Rights of women in live-in relations under court lens

The Supreme Court Wednesday reserved its verdict on the question whether a woman in a live-in relationship or under the mistaken belief of being the wife of an already married man was entitled to maintenance.

The court will also interpret the provision of the Protection of Woman from Domestic Violence law which talks about live-in relationship in the ‘nature of marriage’.

Senior counsel and amicus curiae Jayant Bhushan told the court that at the time of passing the domestic violence law, parliament was told that this provision of the law would not extend an aggrieved woman the right to the property of her live in partner.

However, the court said that the act was silent on the aspect of maintenance.

‘It would be against the public policy and would demolish the institution of marriage if we award maintenance in the case of assumed marriage when the first marriage is surviving,’ an apex court bench of Justice Markandey Katju and Justice T.S. Thakur said.

The court reserved its order in a case where D. Velusamy has challenged an order of the Madras High Court directing him to pay maintenance of Rs.500 per month to his ‘second wife’ D. Patchaiammal.
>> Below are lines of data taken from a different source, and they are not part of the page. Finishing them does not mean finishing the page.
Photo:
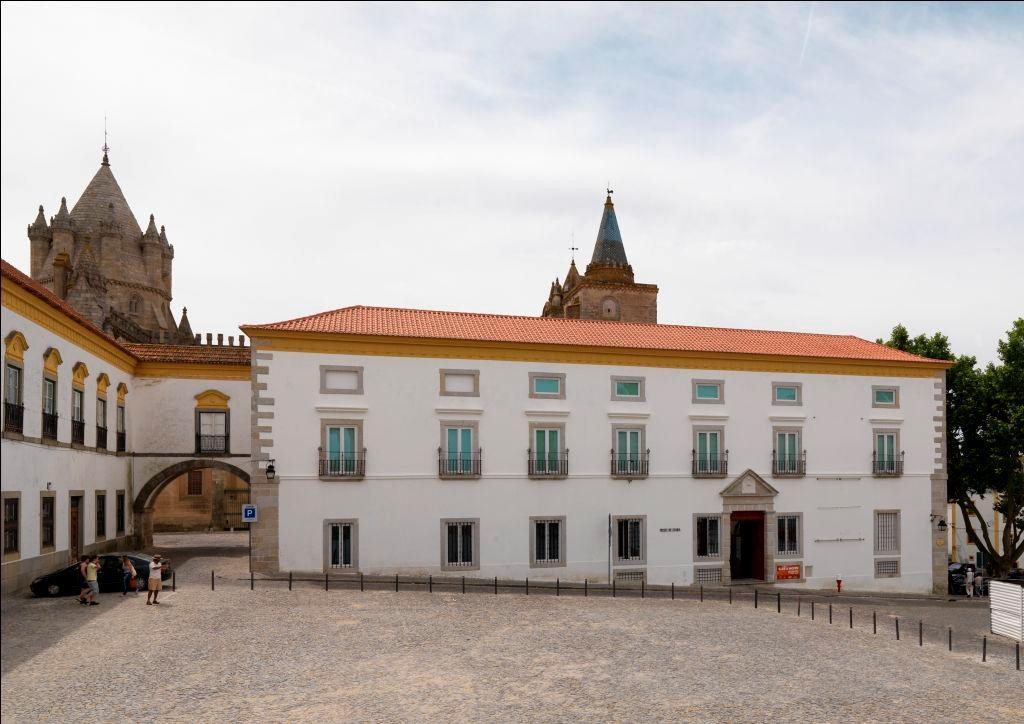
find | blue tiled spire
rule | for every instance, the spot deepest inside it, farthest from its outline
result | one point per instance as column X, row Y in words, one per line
column 608, row 248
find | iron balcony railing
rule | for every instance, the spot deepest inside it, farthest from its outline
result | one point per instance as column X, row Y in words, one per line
column 548, row 465
column 630, row 465
column 887, row 467
column 211, row 443
column 50, row 426
column 788, row 465
column 459, row 465
column 342, row 465
column 711, row 466
column 13, row 417
column 78, row 431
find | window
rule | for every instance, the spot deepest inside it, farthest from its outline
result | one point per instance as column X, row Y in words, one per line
column 341, row 544
column 13, row 389
column 787, row 454
column 341, row 380
column 708, row 452
column 788, row 535
column 786, row 393
column 885, row 396
column 708, row 530
column 460, row 545
column 628, row 389
column 460, row 383
column 49, row 396
column 212, row 432
column 100, row 515
column 459, row 457
column 47, row 520
column 887, row 535
column 547, row 542
column 708, row 391
column 195, row 483
column 120, row 512
column 547, row 453
column 628, row 457
column 630, row 533
column 11, row 526
column 548, row 385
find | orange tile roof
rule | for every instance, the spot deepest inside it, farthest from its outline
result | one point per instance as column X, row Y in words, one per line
column 196, row 354
column 205, row 354
column 592, row 333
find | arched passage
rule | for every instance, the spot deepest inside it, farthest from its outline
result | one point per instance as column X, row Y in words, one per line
column 142, row 507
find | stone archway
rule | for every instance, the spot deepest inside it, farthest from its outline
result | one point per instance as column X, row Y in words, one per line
column 142, row 506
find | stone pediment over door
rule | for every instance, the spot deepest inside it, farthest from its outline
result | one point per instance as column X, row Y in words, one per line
column 749, row 484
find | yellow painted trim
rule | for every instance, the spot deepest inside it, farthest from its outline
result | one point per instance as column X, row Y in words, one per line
column 577, row 354
column 79, row 373
column 192, row 371
column 212, row 399
column 51, row 360
column 14, row 346
column 35, row 309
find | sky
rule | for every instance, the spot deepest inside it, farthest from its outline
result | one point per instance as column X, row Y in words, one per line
column 812, row 167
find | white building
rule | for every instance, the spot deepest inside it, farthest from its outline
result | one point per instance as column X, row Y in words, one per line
column 93, row 429
column 427, row 442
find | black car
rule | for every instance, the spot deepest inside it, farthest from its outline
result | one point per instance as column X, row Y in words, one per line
column 67, row 582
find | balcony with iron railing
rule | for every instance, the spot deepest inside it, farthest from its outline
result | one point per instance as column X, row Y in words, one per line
column 548, row 466
column 630, row 466
column 13, row 417
column 710, row 465
column 342, row 466
column 788, row 465
column 887, row 467
column 459, row 466
column 212, row 444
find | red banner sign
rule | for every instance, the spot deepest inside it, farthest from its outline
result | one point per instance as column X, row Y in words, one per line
column 787, row 572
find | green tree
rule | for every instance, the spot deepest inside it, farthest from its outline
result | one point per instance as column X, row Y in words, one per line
column 985, row 437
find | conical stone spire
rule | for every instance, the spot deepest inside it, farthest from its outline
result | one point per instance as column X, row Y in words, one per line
column 608, row 248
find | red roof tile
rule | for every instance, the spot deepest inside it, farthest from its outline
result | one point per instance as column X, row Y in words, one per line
column 532, row 330
column 197, row 354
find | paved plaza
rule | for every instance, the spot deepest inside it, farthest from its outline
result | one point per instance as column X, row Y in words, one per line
column 306, row 653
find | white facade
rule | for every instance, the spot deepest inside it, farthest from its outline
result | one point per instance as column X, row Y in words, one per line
column 400, row 502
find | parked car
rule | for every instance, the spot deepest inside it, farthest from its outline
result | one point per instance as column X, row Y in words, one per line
column 66, row 581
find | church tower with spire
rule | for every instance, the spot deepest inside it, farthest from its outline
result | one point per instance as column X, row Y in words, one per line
column 606, row 290
column 97, row 258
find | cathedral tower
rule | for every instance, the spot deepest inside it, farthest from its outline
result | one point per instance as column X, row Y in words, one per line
column 97, row 258
column 606, row 290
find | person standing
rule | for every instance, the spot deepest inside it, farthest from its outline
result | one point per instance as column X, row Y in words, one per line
column 128, row 576
column 156, row 580
column 92, row 579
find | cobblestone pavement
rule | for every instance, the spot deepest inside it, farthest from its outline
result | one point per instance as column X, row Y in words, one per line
column 306, row 654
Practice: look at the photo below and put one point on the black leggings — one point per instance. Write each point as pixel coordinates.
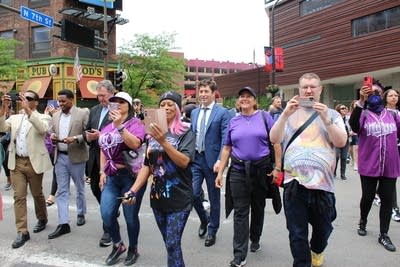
(385, 190)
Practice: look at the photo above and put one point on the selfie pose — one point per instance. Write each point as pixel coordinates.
(378, 158)
(168, 158)
(124, 133)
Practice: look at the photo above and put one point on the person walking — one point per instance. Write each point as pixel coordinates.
(124, 133)
(71, 154)
(247, 180)
(98, 119)
(379, 163)
(209, 123)
(168, 159)
(309, 161)
(27, 160)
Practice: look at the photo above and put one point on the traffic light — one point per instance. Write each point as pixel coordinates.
(118, 80)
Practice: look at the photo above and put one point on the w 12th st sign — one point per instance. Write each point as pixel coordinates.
(37, 17)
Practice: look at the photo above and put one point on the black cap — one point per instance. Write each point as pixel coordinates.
(249, 90)
(174, 96)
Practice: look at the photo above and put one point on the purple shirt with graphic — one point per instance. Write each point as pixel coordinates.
(112, 144)
(377, 147)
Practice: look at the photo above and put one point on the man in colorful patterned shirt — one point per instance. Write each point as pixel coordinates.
(309, 163)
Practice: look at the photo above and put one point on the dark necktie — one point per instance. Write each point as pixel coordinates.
(202, 133)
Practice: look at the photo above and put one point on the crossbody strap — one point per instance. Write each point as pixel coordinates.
(297, 133)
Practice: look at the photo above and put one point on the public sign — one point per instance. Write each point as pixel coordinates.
(109, 3)
(37, 17)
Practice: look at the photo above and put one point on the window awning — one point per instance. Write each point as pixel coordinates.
(38, 85)
(6, 87)
(87, 86)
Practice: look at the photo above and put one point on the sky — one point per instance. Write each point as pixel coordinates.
(219, 30)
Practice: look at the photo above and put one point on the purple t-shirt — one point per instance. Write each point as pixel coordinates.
(247, 136)
(112, 144)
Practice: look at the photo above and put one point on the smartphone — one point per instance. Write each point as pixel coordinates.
(368, 81)
(53, 103)
(306, 102)
(158, 116)
(113, 106)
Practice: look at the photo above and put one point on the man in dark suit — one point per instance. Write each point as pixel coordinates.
(209, 123)
(98, 118)
(71, 154)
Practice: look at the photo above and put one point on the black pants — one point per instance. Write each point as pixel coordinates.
(385, 190)
(243, 202)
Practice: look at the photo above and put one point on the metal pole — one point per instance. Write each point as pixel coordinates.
(105, 37)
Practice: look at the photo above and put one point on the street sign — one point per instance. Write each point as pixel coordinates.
(37, 17)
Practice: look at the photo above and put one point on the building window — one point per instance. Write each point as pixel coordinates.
(382, 20)
(40, 42)
(39, 3)
(7, 35)
(6, 2)
(312, 6)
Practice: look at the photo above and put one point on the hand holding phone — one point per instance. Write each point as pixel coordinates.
(306, 102)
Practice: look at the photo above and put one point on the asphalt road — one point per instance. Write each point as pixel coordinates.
(80, 247)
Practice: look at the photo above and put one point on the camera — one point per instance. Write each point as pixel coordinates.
(14, 96)
(306, 102)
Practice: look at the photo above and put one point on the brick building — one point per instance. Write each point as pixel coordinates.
(50, 60)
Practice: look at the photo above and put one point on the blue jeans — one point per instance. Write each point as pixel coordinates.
(171, 226)
(201, 171)
(117, 186)
(305, 207)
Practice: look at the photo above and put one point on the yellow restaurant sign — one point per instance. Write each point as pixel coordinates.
(43, 70)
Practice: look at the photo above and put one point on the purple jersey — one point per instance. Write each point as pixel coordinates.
(112, 144)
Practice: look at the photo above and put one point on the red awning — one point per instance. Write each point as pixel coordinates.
(38, 85)
(6, 87)
(87, 86)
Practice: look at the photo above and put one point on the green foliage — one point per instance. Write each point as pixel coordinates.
(8, 64)
(150, 69)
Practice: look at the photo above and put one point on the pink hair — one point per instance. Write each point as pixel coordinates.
(177, 126)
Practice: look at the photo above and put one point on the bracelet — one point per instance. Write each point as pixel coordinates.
(132, 194)
(329, 123)
(277, 169)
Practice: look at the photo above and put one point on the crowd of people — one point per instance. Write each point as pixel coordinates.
(304, 142)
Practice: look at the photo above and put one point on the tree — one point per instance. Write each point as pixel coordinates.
(149, 66)
(8, 64)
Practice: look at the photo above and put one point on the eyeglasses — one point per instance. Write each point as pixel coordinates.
(312, 87)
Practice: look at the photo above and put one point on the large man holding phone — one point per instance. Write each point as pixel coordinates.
(28, 160)
(309, 161)
(209, 123)
(98, 118)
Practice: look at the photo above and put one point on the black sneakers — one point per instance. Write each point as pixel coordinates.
(132, 257)
(113, 258)
(237, 262)
(362, 228)
(386, 242)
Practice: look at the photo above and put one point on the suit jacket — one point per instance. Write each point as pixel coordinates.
(93, 123)
(77, 151)
(216, 128)
(37, 129)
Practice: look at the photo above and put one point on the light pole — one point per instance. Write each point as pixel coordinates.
(272, 34)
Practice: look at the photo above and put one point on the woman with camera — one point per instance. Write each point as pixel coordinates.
(379, 163)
Velusamy allegedly married Patchaiammal when his first marriage was still intact.

The court said that ‘If your relationship is just for sex then it is not a marriage. It (marriage) is love and affection, mutual respect, regard, sacrifice and give and take,’ Justice Katju said.

The court also examined the question that if the ‘other’ woman was granted maintenance then she would also stake claim to her share in the man’s family pension in a possible eventuality.

Justice Thakur posed the question ‘if there was need for proceedings of the court to declare ‘second marriage’ void or it is presumed to be void (in the wake of first marriage surviving)’.

Bhushan told the court that such live-in relationship could be covered by the common law that was sill prevalent in 11 states of America and in most of Canada. The common law is not recognized in England.

Amicus curiae said that live-in relationship under the common law had no sanction of authorities but the couple present themselves as spouse to the world. This is a quasi judicial marriage, he told the court.

Bhushan also told the court that the law commission in Britain has recommended statutory provisions recognizing co-habitation that extends to three to five years. He said that this recommendation has yet to be acted upon.